Federal Reserve Bank of Atlanta President Dennis Lockhart said while recent market volatility raised risks to the U.S. economic and inflation outlook, he remains confident the central bank will raise interest rates this year.

Calling it a “close call” by the Federal Open Market Committee last week to hold interest rates near zero, Lockhart said Monday that he had voted with the majority as “prudent risk management around recent and current market volatility.”

“As things settle down, I will be ready for the first policy move on the path to a more normal interest-rate environment,” he said in a speech in Atlanta. “I am confident the much-used phrase ‘later this year’ is still operative.”

Lockhart’s comments align him with three other regional Fed presidents -- San Francisco’s John Williams, St. Louis’s James Bullard and Richmond’s Jeffrey Lacker -- who argued over the weekend for lifting the central bank’s key interest rate before year’s end, just days after the Federal Open Market Committee opted to leave rates near zero.

Chair Janet Yellen, in a post-FOMC press conference on Thursday to explain the decision, cited financial market turmoil and slowing growth in China as raising doubts about the outlook for U.S. growth and inflation. Yellen will deliver a speech on Sept. 24 in Amherst, Massachusetts, granting herself another opportunity to communicate the Fed’s policy view.

Lockhart told the Buckhead Rotary Club that the Fed had achieved its desired requirement of “further improvement in labor markets,” but the recent volatility cast doubt on the desired “reasonable confidence” that inflation will return to the Fed’s 2 percent target.

Comfortable Enough

“Even so, I have gotten comfortable enough on the inflation question to take a first step in one of the coming FOMC meetings in what will likely be an extended process of normalization of the interest-rate environment,” he said.

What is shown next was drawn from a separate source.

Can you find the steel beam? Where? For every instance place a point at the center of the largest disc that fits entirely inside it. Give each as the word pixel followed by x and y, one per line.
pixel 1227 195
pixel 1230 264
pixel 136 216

Inflation expectations appear well anchored and continuing expansion of the economy should result in tightening in labor markets, Lockhart said.

Lockhart said policy makers focused on market volatility only because it suggests the risk of impact on the U.S. economy.

“About a month ago, uncertainties loomed larger, market volatility rose, and, from a policy maker’s perspective, risks to the domestic economy ratcheted up a little,” he said. “It’s too early to know whether this episode amounts to a bona fide shock to the economy or just a nervous spasm in the markets.”

Chinese Outlook

Lockhart cited slowing growth in China and concern over emerging markets amid falling commodities prices as causes of the volatility. The direct impact of China on the U.S. doesn’t appear large, he said.

“My summary assessment is that the sources of uncertainty that fueled financial market volatility represent a modest risk to our economy, but a risk factor nonetheless,” he said.

“The domestic economy appears to me to be ready for the beginning of normalization,” he told reporters after the speech. “I think it was a close call for the committee as a whole. Others have used that term and I agree,” he said, describing the FOMC decision to delay liftoff.

Most FOMC participants expect a rate increase this year, according to their forecasts released last week. Investors are less persuaded the central bank will follow through. Trading in federal funds futures indicates a 20 percent probability of a rate increase at the Oct. 27-28 FOMC meeting and 49 percent chance of an increase by the gathering on Dec. 15-16.

While U.S. unemployment has fallen to 5.1 percent, close to the Fed’s estimate of full employment, inflation remains far from the goal. The Fed’s preferred gauge of inflation has remained under its 2 percent target since April 2012 and rose 0.3 percent in the year through July.

The Fed has kept its benchmark policy rate near zero since December 2008.